Starting back in November of last year, when the scale of this disaster and the efforts to fix it really began to hit home, the Fox Business Network -- youngest scion of Rupert Murdoch's News Corp (NYSE:NWS-A) -- tried to do us all a good deed. Filing Freedom of Information Act (FOIA) requests with the Federal government, Fox demanded to know the answers to these questions: Who's getting how much loot? What are they giving us as collateral? What's the frequency, Kenneth?

And then there was silence
But the Feds are keeping mum. Didn't matter whom Fox asked -- the Treasury Department basically ignored the FOIA requests. Same for the Federal Reserve. Citing a vague need to keep their dealings with the banks "confidential," or to preserve the independence of interagency decision-making, both the Treasury and the Fed refused to cough up any information beyond the mere acknowledgement that documents such as the ones Fox wants to review exist, but we can't see 'em.

And then there were lawsuits
Fox was not amused. In December, the network sued the Treasury for failure to respond to its FOIA request. Last week, Fox hit the Fed as well, alleging similar obstreperousness. And being aware of the time it takes for a federal lawsuit to work its way through the courts, Fox is now busy filing requests for preliminary injunctions aimed at getting the Feds to answer now, rather than sometime in the middle of President Obama's second term of office.

Why should Fools care?
Aside from a morbid curiosity about just how bad things have gotten, you mean? Well, how about this: President Obama promised to usher in a new era of transparency in Washington, yet the agencies comprising his government seem dead set against telling We, the Taxpaying People, what they're doing with our money.

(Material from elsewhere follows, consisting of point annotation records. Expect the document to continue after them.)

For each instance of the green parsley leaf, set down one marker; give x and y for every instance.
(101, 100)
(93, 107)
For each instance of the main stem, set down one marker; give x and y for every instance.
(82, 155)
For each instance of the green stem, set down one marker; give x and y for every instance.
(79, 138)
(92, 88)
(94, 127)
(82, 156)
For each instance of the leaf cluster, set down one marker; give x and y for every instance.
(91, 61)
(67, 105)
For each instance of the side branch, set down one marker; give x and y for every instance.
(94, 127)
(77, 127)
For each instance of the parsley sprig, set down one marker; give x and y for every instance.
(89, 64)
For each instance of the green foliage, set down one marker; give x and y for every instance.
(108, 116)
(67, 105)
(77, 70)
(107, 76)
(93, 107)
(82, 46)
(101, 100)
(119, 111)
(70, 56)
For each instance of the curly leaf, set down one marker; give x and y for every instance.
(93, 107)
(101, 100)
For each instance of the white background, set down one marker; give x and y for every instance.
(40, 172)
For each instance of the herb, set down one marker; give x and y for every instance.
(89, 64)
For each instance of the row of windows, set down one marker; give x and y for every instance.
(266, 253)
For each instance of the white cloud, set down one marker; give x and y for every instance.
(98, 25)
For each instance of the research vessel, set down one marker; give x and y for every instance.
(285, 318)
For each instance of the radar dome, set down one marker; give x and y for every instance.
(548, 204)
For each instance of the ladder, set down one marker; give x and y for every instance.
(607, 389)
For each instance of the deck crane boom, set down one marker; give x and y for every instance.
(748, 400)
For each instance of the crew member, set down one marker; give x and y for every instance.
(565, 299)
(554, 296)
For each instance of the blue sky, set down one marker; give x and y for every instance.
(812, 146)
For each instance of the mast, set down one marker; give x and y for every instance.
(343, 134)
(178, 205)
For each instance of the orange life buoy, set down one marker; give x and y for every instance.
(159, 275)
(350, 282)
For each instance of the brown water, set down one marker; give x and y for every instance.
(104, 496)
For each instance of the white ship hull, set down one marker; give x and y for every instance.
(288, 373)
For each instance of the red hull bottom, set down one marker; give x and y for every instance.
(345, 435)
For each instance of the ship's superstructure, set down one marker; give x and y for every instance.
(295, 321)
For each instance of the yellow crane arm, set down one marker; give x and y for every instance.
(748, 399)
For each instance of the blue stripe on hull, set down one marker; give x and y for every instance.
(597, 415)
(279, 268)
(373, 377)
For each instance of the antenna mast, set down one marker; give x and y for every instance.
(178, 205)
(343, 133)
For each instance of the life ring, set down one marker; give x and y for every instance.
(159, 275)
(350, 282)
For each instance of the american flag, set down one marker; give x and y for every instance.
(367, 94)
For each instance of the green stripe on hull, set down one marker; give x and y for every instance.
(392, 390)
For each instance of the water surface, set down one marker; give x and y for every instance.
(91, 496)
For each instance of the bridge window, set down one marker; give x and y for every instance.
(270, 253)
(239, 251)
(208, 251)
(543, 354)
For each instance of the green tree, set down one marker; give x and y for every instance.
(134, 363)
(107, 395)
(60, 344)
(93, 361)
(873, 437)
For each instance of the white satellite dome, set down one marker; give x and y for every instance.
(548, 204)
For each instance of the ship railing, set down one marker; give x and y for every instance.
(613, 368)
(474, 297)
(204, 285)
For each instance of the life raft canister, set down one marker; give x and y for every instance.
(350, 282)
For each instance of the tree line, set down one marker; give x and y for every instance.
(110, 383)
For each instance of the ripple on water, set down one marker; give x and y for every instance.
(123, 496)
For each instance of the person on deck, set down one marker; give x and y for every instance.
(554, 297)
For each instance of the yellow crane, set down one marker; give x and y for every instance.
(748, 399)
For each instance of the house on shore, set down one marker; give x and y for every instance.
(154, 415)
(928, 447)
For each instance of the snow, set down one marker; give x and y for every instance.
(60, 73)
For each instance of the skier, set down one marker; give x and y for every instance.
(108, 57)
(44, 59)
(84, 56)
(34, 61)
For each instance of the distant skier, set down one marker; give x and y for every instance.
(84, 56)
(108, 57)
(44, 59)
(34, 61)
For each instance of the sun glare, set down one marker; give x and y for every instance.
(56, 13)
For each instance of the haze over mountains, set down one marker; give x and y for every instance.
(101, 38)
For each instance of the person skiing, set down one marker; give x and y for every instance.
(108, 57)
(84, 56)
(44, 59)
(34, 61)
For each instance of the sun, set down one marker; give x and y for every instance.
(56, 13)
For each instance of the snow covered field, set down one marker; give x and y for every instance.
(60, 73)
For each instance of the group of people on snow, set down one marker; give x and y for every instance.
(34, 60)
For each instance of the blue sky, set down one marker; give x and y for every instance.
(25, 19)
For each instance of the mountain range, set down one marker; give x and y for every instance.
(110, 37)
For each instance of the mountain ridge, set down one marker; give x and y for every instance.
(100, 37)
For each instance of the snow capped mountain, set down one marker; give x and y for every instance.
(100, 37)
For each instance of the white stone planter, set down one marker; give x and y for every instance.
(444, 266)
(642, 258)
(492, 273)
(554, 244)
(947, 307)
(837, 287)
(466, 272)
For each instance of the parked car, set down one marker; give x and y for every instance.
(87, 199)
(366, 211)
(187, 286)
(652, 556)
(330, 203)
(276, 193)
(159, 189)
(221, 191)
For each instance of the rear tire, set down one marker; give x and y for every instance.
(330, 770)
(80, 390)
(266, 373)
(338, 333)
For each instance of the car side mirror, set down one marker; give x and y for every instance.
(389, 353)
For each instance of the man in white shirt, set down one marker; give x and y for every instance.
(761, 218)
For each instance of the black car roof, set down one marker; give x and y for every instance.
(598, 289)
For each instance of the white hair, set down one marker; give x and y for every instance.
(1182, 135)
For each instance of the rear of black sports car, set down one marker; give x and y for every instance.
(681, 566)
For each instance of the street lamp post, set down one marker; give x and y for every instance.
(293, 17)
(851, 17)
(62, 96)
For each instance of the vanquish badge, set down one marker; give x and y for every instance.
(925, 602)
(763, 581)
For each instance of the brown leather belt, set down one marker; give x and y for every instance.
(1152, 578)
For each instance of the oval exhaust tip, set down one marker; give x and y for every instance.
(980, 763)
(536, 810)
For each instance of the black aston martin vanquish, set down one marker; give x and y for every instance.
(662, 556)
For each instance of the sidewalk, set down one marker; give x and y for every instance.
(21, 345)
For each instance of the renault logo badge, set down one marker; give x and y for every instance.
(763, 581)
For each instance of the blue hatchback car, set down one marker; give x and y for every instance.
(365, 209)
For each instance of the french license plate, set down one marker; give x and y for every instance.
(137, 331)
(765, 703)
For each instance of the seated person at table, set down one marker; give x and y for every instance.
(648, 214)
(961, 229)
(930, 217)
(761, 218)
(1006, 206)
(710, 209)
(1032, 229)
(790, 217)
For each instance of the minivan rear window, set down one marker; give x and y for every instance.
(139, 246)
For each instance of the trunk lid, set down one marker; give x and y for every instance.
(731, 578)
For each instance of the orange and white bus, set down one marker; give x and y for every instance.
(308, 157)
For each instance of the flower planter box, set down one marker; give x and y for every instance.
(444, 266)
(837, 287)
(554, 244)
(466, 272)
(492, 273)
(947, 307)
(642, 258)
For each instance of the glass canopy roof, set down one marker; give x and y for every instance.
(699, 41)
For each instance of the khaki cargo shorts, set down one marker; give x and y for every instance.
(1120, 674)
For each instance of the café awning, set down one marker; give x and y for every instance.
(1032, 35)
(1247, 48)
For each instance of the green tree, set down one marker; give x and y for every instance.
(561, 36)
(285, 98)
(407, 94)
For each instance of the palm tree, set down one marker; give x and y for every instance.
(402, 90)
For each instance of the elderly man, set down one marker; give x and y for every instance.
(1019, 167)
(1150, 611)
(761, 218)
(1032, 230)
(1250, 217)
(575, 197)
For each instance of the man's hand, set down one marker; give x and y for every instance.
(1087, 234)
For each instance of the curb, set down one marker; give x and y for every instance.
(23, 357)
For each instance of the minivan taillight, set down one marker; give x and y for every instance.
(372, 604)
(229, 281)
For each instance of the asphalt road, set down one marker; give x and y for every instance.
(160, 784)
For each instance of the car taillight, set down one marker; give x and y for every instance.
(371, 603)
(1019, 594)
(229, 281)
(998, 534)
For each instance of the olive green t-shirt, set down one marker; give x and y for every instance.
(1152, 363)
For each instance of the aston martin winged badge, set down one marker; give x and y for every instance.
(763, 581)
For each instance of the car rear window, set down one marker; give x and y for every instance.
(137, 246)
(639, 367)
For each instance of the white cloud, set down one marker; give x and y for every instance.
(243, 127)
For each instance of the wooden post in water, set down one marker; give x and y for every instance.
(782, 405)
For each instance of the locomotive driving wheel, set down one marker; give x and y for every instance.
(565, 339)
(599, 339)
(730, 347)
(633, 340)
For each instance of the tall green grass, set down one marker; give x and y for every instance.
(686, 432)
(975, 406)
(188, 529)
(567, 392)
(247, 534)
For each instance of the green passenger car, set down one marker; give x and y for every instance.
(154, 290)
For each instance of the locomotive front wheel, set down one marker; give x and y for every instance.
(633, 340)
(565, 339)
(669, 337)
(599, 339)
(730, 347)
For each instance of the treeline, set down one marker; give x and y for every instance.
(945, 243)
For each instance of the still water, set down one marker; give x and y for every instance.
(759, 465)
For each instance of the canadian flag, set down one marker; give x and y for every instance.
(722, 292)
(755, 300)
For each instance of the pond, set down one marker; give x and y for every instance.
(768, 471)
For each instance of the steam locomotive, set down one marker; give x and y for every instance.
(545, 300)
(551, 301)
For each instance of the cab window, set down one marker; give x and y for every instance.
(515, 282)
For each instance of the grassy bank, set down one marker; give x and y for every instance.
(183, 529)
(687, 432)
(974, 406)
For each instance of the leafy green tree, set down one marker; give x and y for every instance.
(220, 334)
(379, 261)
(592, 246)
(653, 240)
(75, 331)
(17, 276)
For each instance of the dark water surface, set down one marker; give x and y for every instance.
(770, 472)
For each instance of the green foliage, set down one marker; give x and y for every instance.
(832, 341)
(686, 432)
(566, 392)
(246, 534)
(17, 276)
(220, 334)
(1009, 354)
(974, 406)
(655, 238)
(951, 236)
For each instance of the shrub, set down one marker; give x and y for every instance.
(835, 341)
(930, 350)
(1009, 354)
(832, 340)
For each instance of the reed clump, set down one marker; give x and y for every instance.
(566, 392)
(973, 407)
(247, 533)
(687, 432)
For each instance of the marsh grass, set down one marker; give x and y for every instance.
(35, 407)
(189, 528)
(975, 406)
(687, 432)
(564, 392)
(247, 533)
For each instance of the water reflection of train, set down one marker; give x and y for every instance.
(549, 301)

I also can't help but notice that what the agencies are doing, in failing to tell us what they are doing, appears blatantly illegal. While I'm not a media lawyer myself, the way I read the FOIA statute, it seems pretty darn clear to me that the Feds aren't playing by the rules Congress set up. And if you're in doubt, then grab your copy of 5 U.S.C. Sec. 552, et seq., and read along with me:

  • Clause (a)(3)(A): "...each agency, upon any request for records which (i) reasonably describes such records and (ii) is made in accordance with published rules ... shall make the records promptly available to any person."
  • Clause (a)(4)(B): "On complaint, the district court of the United States ... has jurisdiction to enjoin the agency from withholding agency records and to order the production of any agency records improperly withheld from the complainant."

So basically, the Feds must tell us what's going on. And if they don't do it promptly when asked, the courts have full right to enjoin (i.e. issue an injunction requiring) them to produce the information.

What now?
Once upon a time, Fools led the charge for greater disclosure in Washington. Thanks in part to that effort, the SEC implemented Regulation FD, forbidding closed-door meetings between company management and Wall Street analysts -- to the benefit of us all. We are still advocating transparency, and Fox also seems to be taking up the mantle of defending the little guy. I, for one, am cheering them on.